I tend to write book reviews for books that are coming out soon or recent releases, but with doing Pop Sugar’s challenge, I have found myself reading books that have been out for awhile. Since books don’t tend to get a long lifespan on the shelves at bookshops, I definitely want to highlight some books that could help you with the challenge and may already be available at your public library.

This particular book, Middlesex, could count in many categories on the challenge: Pulitzer’s Prize Winner (which is what I chose), A Book By An Author You’ve Never Read, or even a Book By An Author With The Same Initials (if yours are also JE).

Summary

“I was born twice: first, as a baby girl, on a remarkably smogless Detroit day of January 1960; and then again, as a teenage boy, in an emergency room near Petoskey, Michigan, in August of l974. . . My birth certificate lists my name as Calliope Helen Stephanides. My most recent driver’s license…records my first name simply as Cal.”

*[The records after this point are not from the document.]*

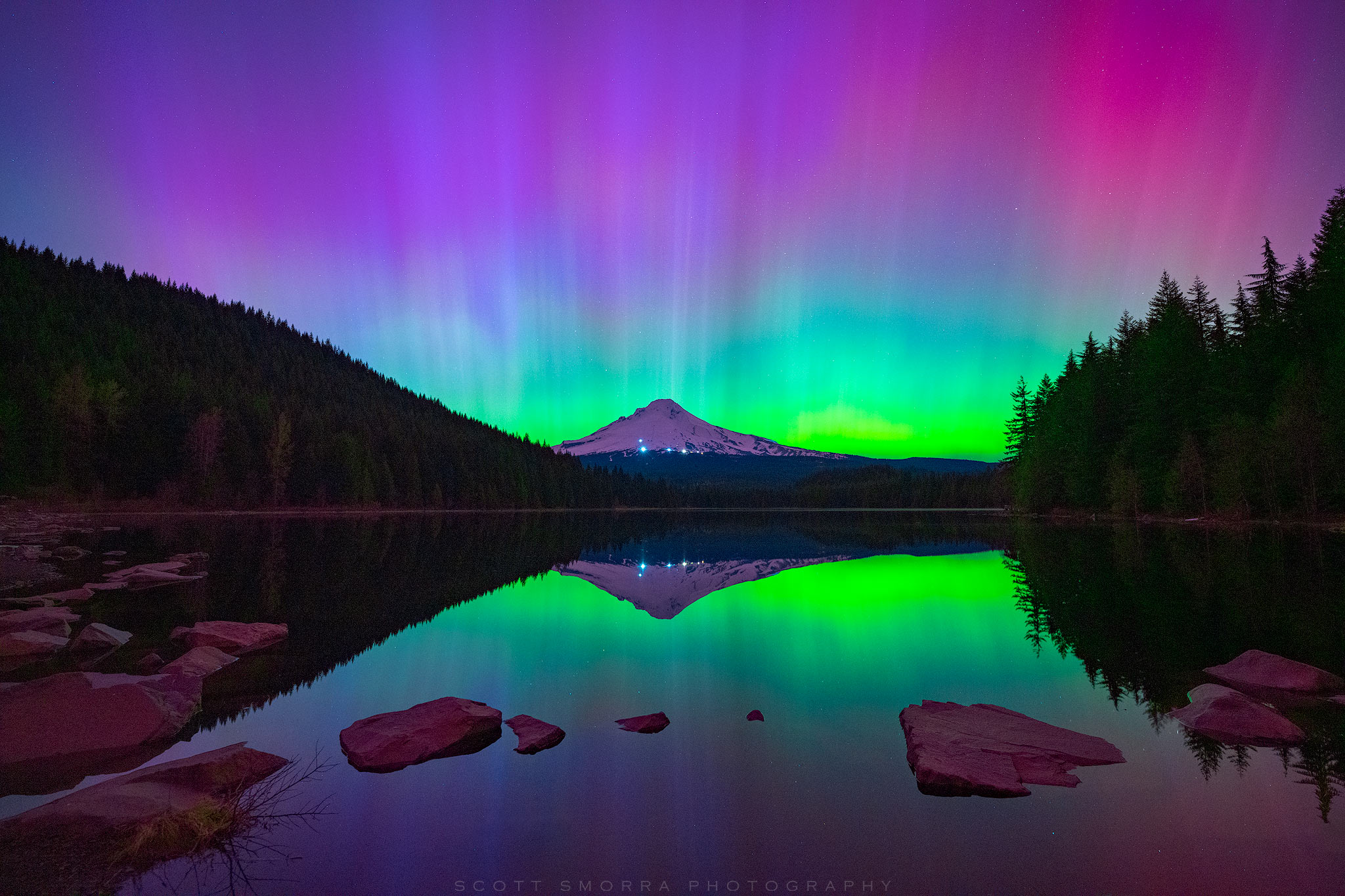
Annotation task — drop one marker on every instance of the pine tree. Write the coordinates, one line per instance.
(1020, 425)
(1269, 286)
(1245, 317)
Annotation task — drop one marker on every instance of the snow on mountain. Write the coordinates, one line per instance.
(666, 426)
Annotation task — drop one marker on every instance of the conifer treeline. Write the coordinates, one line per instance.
(1195, 410)
(132, 387)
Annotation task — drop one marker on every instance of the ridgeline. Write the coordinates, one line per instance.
(1195, 412)
(127, 387)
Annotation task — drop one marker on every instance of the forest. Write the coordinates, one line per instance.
(119, 387)
(1199, 410)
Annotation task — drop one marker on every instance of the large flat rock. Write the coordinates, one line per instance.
(57, 730)
(233, 637)
(445, 727)
(650, 725)
(1234, 717)
(535, 735)
(198, 662)
(46, 620)
(87, 840)
(989, 752)
(1261, 670)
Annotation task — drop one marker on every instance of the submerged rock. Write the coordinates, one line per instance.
(198, 662)
(91, 840)
(57, 730)
(68, 597)
(1234, 717)
(650, 725)
(989, 752)
(97, 636)
(233, 637)
(535, 735)
(46, 620)
(1261, 670)
(444, 727)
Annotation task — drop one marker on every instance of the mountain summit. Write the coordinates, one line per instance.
(665, 426)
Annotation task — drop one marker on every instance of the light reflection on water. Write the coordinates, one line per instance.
(830, 651)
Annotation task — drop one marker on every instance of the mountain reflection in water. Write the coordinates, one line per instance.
(829, 622)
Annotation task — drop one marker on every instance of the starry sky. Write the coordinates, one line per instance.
(845, 226)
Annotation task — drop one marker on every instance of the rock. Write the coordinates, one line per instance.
(535, 735)
(68, 726)
(989, 752)
(195, 562)
(165, 566)
(30, 645)
(29, 602)
(1261, 670)
(46, 620)
(150, 575)
(200, 662)
(1234, 717)
(233, 637)
(69, 597)
(444, 727)
(97, 636)
(650, 725)
(93, 839)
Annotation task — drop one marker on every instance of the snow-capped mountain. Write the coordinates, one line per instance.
(666, 426)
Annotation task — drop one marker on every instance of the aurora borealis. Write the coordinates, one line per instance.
(841, 226)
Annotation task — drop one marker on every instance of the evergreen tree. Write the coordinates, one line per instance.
(1269, 286)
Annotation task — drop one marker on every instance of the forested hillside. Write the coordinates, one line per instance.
(128, 387)
(1195, 409)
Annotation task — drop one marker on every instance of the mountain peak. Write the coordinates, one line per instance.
(666, 426)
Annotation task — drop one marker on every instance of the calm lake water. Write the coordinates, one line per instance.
(829, 624)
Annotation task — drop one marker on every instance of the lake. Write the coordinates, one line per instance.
(830, 624)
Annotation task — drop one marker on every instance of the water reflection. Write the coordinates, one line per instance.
(1146, 609)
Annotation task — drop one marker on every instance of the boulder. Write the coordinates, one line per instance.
(68, 597)
(95, 839)
(195, 562)
(68, 726)
(198, 662)
(97, 636)
(1232, 717)
(30, 645)
(650, 725)
(164, 566)
(989, 752)
(232, 637)
(444, 727)
(46, 620)
(1261, 670)
(535, 735)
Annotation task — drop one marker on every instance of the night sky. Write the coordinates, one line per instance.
(841, 226)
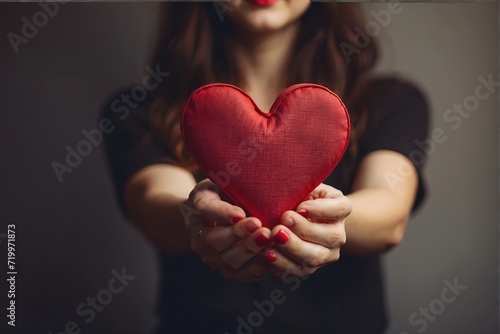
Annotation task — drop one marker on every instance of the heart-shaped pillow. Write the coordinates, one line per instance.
(266, 163)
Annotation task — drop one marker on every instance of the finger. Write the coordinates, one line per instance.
(303, 253)
(327, 235)
(223, 237)
(237, 256)
(254, 270)
(280, 264)
(325, 191)
(323, 210)
(213, 208)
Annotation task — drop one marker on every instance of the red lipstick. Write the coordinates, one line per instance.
(262, 2)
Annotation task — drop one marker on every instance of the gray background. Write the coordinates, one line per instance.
(70, 235)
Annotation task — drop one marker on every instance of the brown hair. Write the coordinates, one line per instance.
(194, 46)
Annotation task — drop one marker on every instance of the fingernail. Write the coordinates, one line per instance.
(250, 227)
(271, 257)
(261, 240)
(281, 237)
(303, 213)
(289, 222)
(236, 219)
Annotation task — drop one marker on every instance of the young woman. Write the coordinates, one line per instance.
(223, 272)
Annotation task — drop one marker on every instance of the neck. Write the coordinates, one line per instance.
(263, 63)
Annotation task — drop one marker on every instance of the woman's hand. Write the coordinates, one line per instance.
(223, 237)
(311, 236)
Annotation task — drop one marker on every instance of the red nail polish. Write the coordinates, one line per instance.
(261, 240)
(236, 219)
(271, 257)
(250, 227)
(281, 237)
(303, 213)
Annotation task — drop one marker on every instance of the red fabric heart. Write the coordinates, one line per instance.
(266, 163)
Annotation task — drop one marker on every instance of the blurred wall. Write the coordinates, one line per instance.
(72, 241)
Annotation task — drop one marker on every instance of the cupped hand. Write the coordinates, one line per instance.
(222, 235)
(311, 236)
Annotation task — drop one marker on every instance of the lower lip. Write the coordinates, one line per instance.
(262, 2)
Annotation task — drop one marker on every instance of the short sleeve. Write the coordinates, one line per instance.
(400, 124)
(129, 143)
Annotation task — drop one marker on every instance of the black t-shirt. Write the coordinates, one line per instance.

So begins the breathtaking story of Calliope Stephanides and three generations of the Greek-American Stephanides family who travel from a tiny village overlooking Mount Olympus in Asia Minor to Prohibition-era Detroit, witnessing its glory days as the Motor City, and the race riots of l967, before they move out to the tree-lined streets of suburban Grosse Pointe, Michigan. To understand why Calliope is not like other girls, she has to uncover a guilty family secret and the astonishing genetic history that turns Callie into Cal, one of the most audacious and wondrous narrators in contemporary fiction. Lyrical and thrilling, Middlesex is an exhilarating reinvention of the American epic.

Musings

I truthfully thought this was a memoir when I started reading it. I only realized I was wrong after Wikipedia-ing the book thirty pages into the story. The narrative just had a sender of authenticity to it that many other novels lack. While I knew nothing of Cal, but so much about their family, I was fully engrossed by page thirty, completely invested in their well-being. As someone who had a problem feeling attached to the characters in a memoir, being so connected to these in the pseudo-autobiography was strange, but delightful.

On the same note, I find my mistake to be somewhat alarming. While I, a cisgendered female, finds the writing realistic, I would have preferred to read a similar text written by someone truly intersex, giving a voice to someone with real insight.

(Warning, slight spoiler ahead) One of the larger issues I see is how Cal’s mutation is in conjunction with their grandparent’s inbreeding. While I’m not sure of this is a scientific reason behind intersex babies, it certainly doesn’t paint a good view of the real people out there. More than that, what happens to Cal’s grandfather on the day on their birth could even be said to be punishment for the inbreeding, further relating it to their being intersex. The whole issue left me with a bit of a bad aftertaste.

That being said, this is countered by passages that encourage a lack of shame for being intersex, as well as a shift from viewing it as being a disease that needs to be fixed with surgery during infancy. Cal claims to be working on his own self acceptance even now, during his middle aged years.

Overall, I thoroughly enjoyed the examination of gender roles and specific traits related to such. With such great writing and compelling characters, I can surely see why it won the Pulitzer.